3. Tell me Martin Scorsese, how do you feel about film preservation?
It’s no secret that historic film preservation is Martin Scorsese’s pet passion, and much of this film seems like a PSA for the cause. In general I think it’s wonderful when directors make movies about causes or subjects that excite them, but they have to remember that the rest of the world doesn’t necessarily share their fetish, and we require some semblance of a story to keep us interested. I think it’s no secret that the reason this received so much recognition from the Academy and from film critics is because it preaches to the choir. The film promotes the institution of cinema as a divine practice, but utterly fails to deliver in that tradition itself. This movie is made for people that put cinema not simply on a pedestal, but on an altar, even going so far as to assert that movies are what make our dreams. I love film, but this was a tough pill for me to swallow.
4. The visual effects are not enough to redeem it, and aren’t as amazing as everyone says.
Yes, everyone is wetting themselves over the effects in this movie, and yes, many moments of the film are beautiful to watch (the automaton is pretty great). Much of the movie, in fact, takes place inside giant clocks, and the spinning gears and swinging pendulum were definitely well executed. However, I have a difficult time getting too excited about seeing the inside of a clock, when this seems like an incredibly overused motif in films.

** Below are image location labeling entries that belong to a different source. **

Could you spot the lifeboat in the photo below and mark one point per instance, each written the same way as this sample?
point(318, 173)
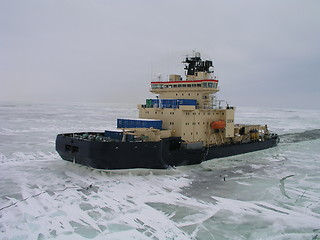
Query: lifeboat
point(218, 125)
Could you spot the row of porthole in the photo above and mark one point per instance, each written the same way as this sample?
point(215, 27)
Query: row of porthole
point(205, 113)
point(136, 147)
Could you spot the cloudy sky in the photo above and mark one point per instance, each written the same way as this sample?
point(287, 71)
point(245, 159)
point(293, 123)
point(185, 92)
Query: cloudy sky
point(266, 53)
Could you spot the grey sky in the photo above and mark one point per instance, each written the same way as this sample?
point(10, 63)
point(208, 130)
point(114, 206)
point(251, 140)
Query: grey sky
point(266, 53)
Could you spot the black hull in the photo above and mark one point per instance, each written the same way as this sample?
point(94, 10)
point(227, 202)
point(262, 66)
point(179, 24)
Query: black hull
point(156, 155)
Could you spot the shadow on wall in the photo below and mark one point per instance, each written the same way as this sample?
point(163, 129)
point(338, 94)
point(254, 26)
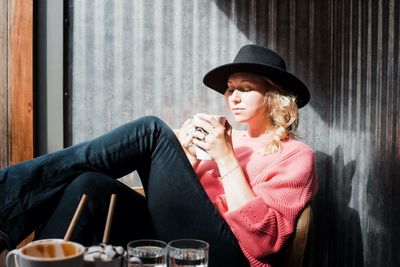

There were a few redeeming elements of this movie, but they far from saved it. It was academically interesting to see the flashbacks to Méliès’ film studio, and to see how some of his iconic films were produced. As someone who had seen clips of his most famous films before, but knew little about the background to them or their creator, it was interesting to see behind the curtain in this respect. Of course, I have no way of knowing the accuracy of these scenes, but I assume that Martin Scorsese did his homework. In the end, I think I would have just seen a documentary about the topic, rather than try to pick the few interesting historical tidbits out of the weak and poorly executed story.